Data do Ocorrido: 18/11/2009

Localização: São Paulo (SP)

Data de Nascimento: 00/00/2007 (2 anos)

Data de Falecimento: 18/11/2009

Sexo: Masculino Masculino
 

Pedro Branco Couto Rodrigues, de 2 anos e 9 meses, no dia 18/11/2009 foi arremessado, pelo pai, do 18º andar de um prédio em São Paulo, vindo a falecer na hora.

Supostamente inconformado com o fim do casamento, Cássio Rodrigues, de 30 anos, consultor de vendas, atirou o filho Pedro Branco Couto Rodrigues, de 2 anos, do 18º andar de um prédio na capital paulista e depois se jogou.

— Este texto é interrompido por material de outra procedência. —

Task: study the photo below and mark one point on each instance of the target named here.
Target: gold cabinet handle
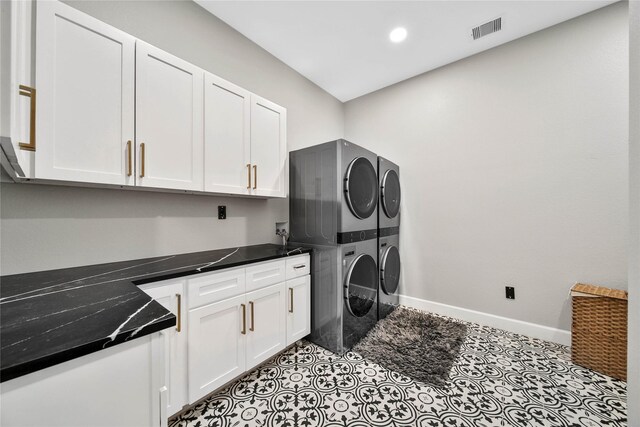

Ambos morreram. Cássio Rodrigues teria chegado ao apartamento onde a criança morava com a mãe, na Rua Correio Lemos, Chácara Inglesa, Zona Sul, pouco depois das 10h de ontem. Pedro Branco Couto Rodrigues estava na companhia da babá Neidiane de Souza, 17.

No apartamento da família, que fica no quinto andar do bloco A do condomínio, Cássio disse à jovem que levaria o menino para tomar um banho de sol no solarium do edifício. Ao sair, ele teria batido a porta, atitude que causou estranhamento a Neidiane. Segundo hipótese dos investigadores que cuidam do caso, ao chegar ao terraço, ele cometeu o crime e se matou. Pai e filho caíram no jardim do prédio.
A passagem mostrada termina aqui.